В сущности, именно в момент изложения фактов Ватсону Холмс замечает то, что помогает ему раскрыть это дело. «Только когда мы подъехали к домику Стрэкера, я осознал важность того обстоятельства, что на ужин в тот вечер была баранина под чесночным соусом». Выбор блюда легко по ошибке принять за несущественную деталь, если не сопоставить ее с остальными и не сообразить, что это блюдо словно специально создано для того, чтобы замаскировать вкус и запах порошка опиума, которым одурманили конюха. Тот, кто не знал, что на ужин будет баранина с чесноком, ни за что не решился бы воспользоваться ядом, вкус которого легко уловить. Следовательно, злоумышленник – человек, знавший, что готовят на ужин. И это осознание приводит Холмса к пресловутому выводу: «Тогда я вспомнил, что собака молчала в ту ночь. Как вы догадываетесь, эти два обстоятельства теснейшим образом связаны». Стоит только начать движение по верному пути, и вероятность, что вы пройдете по нему до конца, значительно возрастет.
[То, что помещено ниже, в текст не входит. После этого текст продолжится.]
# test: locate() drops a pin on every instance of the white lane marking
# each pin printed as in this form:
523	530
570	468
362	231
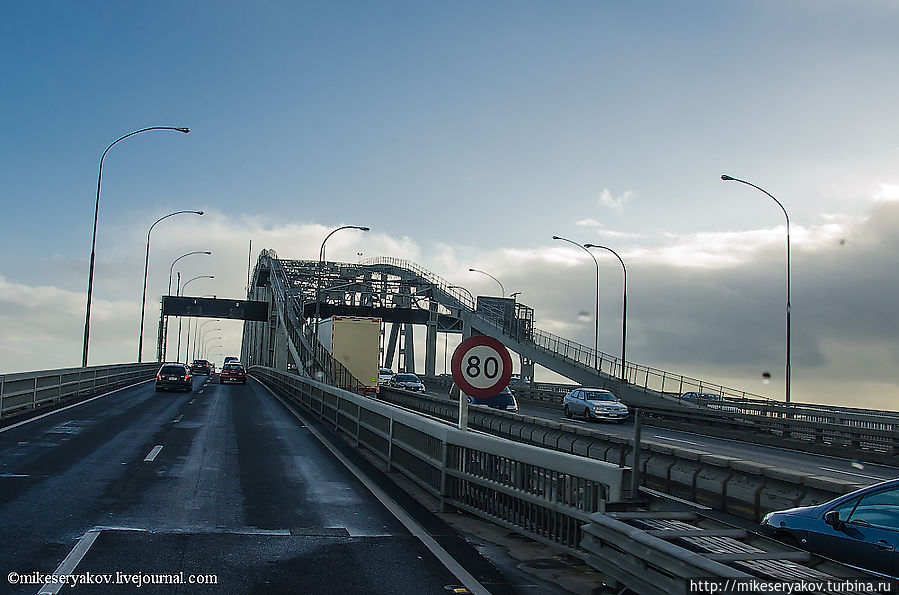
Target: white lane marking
855	474
71	562
678	440
155	451
28	421
401	515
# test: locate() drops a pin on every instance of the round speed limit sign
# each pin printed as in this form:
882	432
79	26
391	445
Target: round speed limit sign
481	366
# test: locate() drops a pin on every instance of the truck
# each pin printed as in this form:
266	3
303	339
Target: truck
355	342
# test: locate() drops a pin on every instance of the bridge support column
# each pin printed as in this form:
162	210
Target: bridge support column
527	368
431	341
408	349
391	345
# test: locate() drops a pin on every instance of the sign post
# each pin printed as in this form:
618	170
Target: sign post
481	367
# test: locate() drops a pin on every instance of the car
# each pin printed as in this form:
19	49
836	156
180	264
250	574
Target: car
201	366
384	376
860	529
594	404
709	400
504	400
233	372
174	376
407	381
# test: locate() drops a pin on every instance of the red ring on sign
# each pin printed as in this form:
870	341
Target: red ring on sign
502	379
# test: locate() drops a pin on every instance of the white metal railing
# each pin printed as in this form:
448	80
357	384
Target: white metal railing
27	390
548	495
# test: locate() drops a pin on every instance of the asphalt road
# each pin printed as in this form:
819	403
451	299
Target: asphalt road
222	486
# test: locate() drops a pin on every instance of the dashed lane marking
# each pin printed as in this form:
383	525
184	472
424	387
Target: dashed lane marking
155	451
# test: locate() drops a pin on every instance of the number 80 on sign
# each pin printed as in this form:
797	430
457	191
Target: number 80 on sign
481	366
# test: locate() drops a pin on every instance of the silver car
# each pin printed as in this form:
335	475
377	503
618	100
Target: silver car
407	382
594	404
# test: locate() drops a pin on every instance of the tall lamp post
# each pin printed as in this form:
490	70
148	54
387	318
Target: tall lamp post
143	302
90	278
623	311
181	292
727	178
502	289
199	334
318	278
596	314
165	331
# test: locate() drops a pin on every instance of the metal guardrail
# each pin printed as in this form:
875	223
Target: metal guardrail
659	553
27	390
544	494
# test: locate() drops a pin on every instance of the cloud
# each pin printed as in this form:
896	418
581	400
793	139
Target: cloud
615	203
887	192
707	305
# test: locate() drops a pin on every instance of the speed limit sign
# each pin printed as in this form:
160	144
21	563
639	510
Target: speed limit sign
481	366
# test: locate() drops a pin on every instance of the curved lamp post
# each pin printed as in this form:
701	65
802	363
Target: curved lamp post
165	339
318	278
90	278
623	311
181	292
198	331
143	302
727	178
471	297
501	288
596	327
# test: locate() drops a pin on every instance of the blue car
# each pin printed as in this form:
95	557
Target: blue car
860	529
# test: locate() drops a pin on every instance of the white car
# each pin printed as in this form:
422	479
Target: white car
384	376
407	382
594	404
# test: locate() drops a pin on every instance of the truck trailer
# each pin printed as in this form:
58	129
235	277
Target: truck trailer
355	342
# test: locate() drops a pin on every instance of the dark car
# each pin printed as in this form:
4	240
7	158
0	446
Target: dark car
860	529
594	404
201	366
233	372
503	400
174	377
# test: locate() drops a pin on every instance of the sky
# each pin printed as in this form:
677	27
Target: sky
466	134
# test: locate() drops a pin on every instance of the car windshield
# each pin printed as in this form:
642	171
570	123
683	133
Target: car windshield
598	395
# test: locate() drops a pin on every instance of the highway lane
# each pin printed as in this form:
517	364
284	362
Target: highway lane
835	467
223	483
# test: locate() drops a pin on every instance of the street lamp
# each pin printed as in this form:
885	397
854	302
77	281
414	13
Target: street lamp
181	292
90	278
727	178
206	344
198	331
623	310
471	297
318	280
596	323
143	303
165	338
501	288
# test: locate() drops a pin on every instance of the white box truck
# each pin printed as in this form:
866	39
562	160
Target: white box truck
355	342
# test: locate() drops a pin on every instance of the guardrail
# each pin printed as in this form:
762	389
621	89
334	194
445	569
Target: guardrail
739	487
27	390
838	431
544	494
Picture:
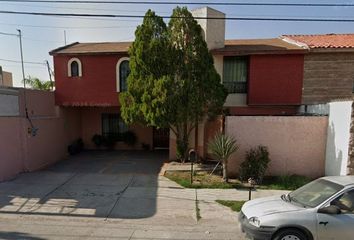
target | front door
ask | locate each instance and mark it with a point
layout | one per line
(161, 138)
(338, 226)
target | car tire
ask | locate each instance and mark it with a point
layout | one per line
(290, 234)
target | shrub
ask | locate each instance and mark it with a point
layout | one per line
(97, 140)
(255, 165)
(129, 138)
(76, 146)
(222, 147)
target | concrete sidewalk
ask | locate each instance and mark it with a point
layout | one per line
(113, 196)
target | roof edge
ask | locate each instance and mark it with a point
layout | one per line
(294, 42)
(61, 48)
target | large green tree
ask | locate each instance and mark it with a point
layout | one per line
(173, 82)
(36, 83)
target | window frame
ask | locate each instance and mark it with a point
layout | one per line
(245, 91)
(79, 67)
(120, 61)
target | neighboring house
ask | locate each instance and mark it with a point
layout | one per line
(5, 78)
(328, 66)
(263, 77)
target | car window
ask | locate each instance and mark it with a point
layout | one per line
(345, 202)
(314, 193)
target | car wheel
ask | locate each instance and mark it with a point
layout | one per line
(289, 234)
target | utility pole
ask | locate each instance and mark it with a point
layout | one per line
(22, 64)
(50, 75)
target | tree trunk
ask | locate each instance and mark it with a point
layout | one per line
(224, 171)
(182, 148)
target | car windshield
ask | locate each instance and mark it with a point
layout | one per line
(314, 193)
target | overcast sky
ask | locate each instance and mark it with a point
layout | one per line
(42, 34)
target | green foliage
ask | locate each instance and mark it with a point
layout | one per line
(221, 147)
(234, 205)
(76, 147)
(37, 84)
(205, 180)
(255, 165)
(201, 180)
(129, 138)
(173, 82)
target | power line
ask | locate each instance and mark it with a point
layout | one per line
(80, 8)
(14, 61)
(8, 34)
(215, 18)
(188, 3)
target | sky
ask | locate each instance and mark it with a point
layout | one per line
(42, 34)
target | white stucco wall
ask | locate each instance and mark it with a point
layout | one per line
(338, 136)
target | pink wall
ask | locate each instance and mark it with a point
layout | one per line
(275, 79)
(57, 128)
(11, 148)
(296, 145)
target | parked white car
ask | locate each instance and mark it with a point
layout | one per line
(320, 210)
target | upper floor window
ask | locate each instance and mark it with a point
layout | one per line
(235, 74)
(74, 68)
(113, 126)
(123, 71)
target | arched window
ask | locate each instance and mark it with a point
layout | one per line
(74, 68)
(123, 71)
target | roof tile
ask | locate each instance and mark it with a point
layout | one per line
(324, 40)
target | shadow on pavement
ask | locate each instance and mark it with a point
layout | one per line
(115, 184)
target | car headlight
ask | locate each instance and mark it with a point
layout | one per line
(254, 221)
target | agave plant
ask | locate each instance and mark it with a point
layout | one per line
(221, 147)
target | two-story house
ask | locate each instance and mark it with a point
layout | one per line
(263, 77)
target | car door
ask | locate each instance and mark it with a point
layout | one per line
(338, 226)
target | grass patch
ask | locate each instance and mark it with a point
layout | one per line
(234, 205)
(201, 180)
(204, 180)
(285, 182)
(197, 209)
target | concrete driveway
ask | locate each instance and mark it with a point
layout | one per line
(110, 195)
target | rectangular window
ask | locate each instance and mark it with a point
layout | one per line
(235, 74)
(113, 125)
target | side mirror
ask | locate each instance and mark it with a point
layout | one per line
(330, 210)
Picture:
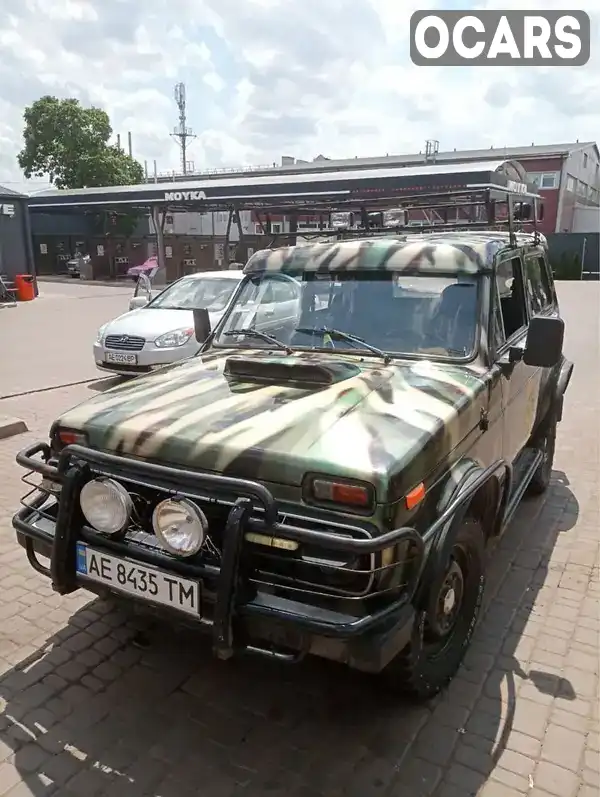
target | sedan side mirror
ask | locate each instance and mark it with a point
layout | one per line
(137, 302)
(544, 345)
(201, 324)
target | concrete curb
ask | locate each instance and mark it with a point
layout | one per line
(11, 426)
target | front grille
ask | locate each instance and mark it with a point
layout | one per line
(124, 342)
(308, 569)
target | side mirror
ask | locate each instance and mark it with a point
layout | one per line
(544, 345)
(137, 302)
(201, 324)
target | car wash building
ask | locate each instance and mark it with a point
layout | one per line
(293, 196)
(16, 253)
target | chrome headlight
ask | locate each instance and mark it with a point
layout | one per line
(106, 505)
(180, 526)
(178, 337)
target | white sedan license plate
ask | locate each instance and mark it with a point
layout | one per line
(120, 357)
(139, 580)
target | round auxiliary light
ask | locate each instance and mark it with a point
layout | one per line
(180, 526)
(106, 505)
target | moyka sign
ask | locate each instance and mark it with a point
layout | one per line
(184, 196)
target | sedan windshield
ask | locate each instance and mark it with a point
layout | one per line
(388, 312)
(191, 293)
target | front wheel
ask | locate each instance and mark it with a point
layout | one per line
(441, 635)
(541, 478)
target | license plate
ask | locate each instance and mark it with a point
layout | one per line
(139, 580)
(120, 357)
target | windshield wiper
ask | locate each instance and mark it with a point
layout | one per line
(255, 333)
(337, 334)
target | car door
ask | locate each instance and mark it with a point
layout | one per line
(540, 299)
(520, 383)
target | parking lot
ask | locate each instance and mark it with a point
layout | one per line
(99, 701)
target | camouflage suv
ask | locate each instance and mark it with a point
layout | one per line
(325, 480)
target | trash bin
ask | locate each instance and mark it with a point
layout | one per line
(25, 287)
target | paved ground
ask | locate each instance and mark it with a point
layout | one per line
(51, 338)
(83, 711)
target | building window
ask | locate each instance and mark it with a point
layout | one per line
(544, 179)
(549, 180)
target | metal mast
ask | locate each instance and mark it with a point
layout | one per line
(181, 132)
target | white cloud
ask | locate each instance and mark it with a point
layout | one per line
(267, 78)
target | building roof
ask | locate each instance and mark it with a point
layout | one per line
(322, 163)
(312, 191)
(433, 253)
(8, 192)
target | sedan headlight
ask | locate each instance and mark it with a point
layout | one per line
(178, 337)
(106, 505)
(180, 526)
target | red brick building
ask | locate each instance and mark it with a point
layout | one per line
(567, 176)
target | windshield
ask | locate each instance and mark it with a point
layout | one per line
(398, 314)
(191, 293)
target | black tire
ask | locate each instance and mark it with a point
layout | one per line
(429, 661)
(547, 445)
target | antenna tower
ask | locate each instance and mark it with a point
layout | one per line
(181, 132)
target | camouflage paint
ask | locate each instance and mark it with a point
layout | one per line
(389, 425)
(429, 253)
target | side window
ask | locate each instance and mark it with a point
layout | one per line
(537, 285)
(268, 296)
(498, 334)
(509, 289)
(283, 291)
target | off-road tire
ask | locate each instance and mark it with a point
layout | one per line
(420, 671)
(541, 478)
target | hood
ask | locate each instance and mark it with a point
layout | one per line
(149, 323)
(334, 415)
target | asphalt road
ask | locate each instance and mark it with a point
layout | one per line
(48, 342)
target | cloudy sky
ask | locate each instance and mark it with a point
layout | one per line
(267, 78)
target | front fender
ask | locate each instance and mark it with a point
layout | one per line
(562, 383)
(459, 480)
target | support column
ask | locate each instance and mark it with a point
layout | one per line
(158, 215)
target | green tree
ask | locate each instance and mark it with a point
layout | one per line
(68, 143)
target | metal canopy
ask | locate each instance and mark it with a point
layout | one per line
(299, 193)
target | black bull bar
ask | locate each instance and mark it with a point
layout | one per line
(73, 470)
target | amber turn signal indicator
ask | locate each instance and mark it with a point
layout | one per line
(416, 495)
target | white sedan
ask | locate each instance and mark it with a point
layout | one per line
(162, 331)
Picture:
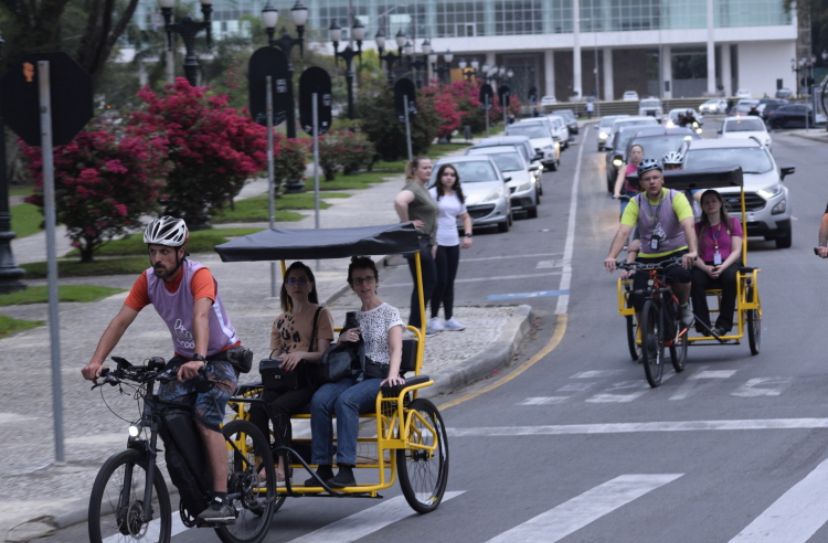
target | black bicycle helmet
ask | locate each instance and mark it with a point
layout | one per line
(648, 164)
(166, 230)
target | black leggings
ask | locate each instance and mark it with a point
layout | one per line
(429, 277)
(448, 258)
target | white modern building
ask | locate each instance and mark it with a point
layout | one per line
(667, 48)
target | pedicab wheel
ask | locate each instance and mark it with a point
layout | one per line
(116, 506)
(652, 344)
(251, 495)
(678, 352)
(635, 349)
(423, 466)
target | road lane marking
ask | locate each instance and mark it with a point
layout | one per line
(574, 514)
(642, 427)
(365, 522)
(569, 246)
(763, 386)
(795, 516)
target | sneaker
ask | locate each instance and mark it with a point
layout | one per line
(344, 478)
(435, 324)
(687, 317)
(218, 512)
(454, 325)
(324, 472)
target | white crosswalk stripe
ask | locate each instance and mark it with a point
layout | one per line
(572, 515)
(365, 522)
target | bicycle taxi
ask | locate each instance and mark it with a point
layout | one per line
(408, 438)
(748, 313)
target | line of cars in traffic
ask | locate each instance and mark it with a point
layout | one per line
(742, 141)
(501, 175)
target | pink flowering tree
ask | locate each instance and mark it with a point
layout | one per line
(103, 184)
(213, 148)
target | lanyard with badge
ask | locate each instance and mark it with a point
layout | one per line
(717, 256)
(658, 230)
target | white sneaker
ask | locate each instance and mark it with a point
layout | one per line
(454, 325)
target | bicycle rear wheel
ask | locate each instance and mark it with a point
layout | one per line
(632, 332)
(652, 343)
(423, 465)
(116, 506)
(251, 483)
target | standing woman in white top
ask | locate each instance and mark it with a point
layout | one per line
(448, 193)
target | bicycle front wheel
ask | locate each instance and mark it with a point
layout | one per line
(116, 506)
(423, 464)
(251, 483)
(652, 343)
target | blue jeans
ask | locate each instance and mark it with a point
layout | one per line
(346, 399)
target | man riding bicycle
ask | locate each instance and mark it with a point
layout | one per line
(666, 227)
(185, 295)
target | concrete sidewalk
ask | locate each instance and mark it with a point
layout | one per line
(38, 497)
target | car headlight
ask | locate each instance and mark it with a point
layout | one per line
(769, 192)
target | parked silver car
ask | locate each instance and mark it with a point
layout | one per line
(485, 188)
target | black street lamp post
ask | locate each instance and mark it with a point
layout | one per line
(10, 274)
(348, 54)
(188, 29)
(299, 15)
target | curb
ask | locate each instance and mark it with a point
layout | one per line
(482, 365)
При этом постарайтесь припомнить все свои наблюдения, все возможные комбинации, сложившиеся у вас в воображении, но избегайте тех, что не имеют отношения к общей картине. Нельзя просто сосредоточиться на деталях, которые сами приходят в голову, или тех, которые выглядят показательными, или же самых ярких и наиболее убедительных с точки зрения интуиции. Копать надо глубже. Вы ни за что бы не подумали по описанию Линды, что она, вероятно, кассир в банке, хотя вполне могли принять ее за феминистку. Но не позволяйте этому последнему суждению влиять на последующие выводы, вместо этого исходите из той же логики, что и прежде, оценивайте каждый элемент обособленно и объективно, как часть единого целого. Кассир в банке? Маловероятно. Да еще и феминистка? Вероятность еще меньше.
Подобно Холмсу, нам следует помнить все подробности исчезновения Серебряного – за исключением досужих домыслов и теорий, невольно сформулированных на их основании. Холмс никогда не назвал бы Линду банковским кассиром-феминисткой, не убедившись, что она действительно работает кассиром.